The seed should be sown in pots or trays containing a fine, free-draining mixture and kept moist until the seedlings appear. The young plants can be pricked out into permanent containers but it is a tedious task and the seedlings will be quite happy in the seedling trays until the rhizomes develop and the plants are more easily handled.

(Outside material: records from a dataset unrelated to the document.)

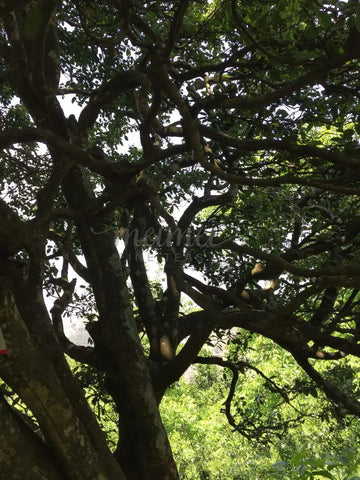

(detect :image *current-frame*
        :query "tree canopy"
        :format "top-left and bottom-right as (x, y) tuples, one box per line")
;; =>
(0, 0), (360, 480)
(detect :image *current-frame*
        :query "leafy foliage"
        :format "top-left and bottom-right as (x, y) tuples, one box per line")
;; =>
(0, 0), (360, 480)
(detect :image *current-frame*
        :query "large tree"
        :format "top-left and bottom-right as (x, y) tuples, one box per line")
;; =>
(0, 0), (360, 480)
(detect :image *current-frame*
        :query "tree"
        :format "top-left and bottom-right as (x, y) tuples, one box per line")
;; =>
(0, 0), (360, 480)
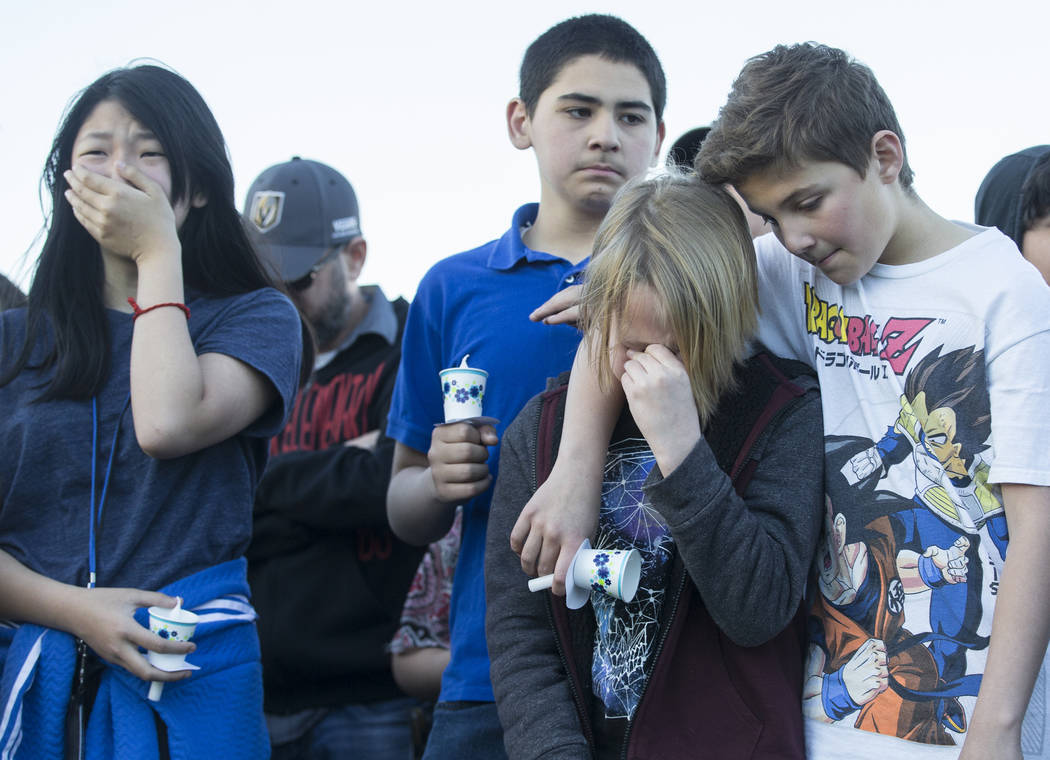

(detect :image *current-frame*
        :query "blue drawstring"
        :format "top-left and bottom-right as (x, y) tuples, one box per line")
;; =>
(87, 394), (131, 589)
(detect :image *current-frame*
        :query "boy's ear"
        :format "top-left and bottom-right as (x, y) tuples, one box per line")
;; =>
(507, 98), (532, 150)
(649, 121), (667, 166)
(342, 237), (369, 281)
(872, 129), (904, 185)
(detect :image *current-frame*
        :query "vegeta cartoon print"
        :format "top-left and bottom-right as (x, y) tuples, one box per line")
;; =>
(821, 346), (1008, 743)
(591, 439), (674, 719)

Division of the mature plants is done in late winter.. Plant the small rhizomes vertically and close together about 2.5 mm below the surface of the mixture in early spring and water well. The short, grass-like leaves will appear within two weeks, soon followed by the first flowers. For the duration of the growing season, spring and summer, the plants must not be allowed to dry out. The containers should be kept in a position which receives full sun in the mornings and bright shade in the afternoons. When the flowering period is over, stop watering the containers and keep them in a cool dry place. It is best to allow the plants to grow undisturbed for two to three seasons, after which they should be divided and repotted into fresh soil.
Regular feeding with a liquid plant food should be done regularly during the growing season. These rewarding little plants do not seem to be prone to insect attack but it is worth keeping an eye open for slugs and snails.
References and further reading
- Duncan, G.D. 1989. Rhodohypoxis. In N.M. Du Plessis & G.D. Duncan, Bulbous plants of southern Africa : 64, 65. Tafelberg, Cape Town.
- Duncan, G.D. 2003. Rhodohypoxis : carpets of Alpine jewels. Veld & Flora 89: 140-144.
- Hilliard, O.M. & Burtt, B.L. 1978. Notes on some plants from southern Africa chiefly from Natal : VII. Notes from the Royal Botanic Garden, Edinburgh 36: 43-76.
- Pooley, E. 1998. A field guide to wildflowers of KwaZulu-Natal and the Eastern Region. Natal Flora Publications Trust, Durban.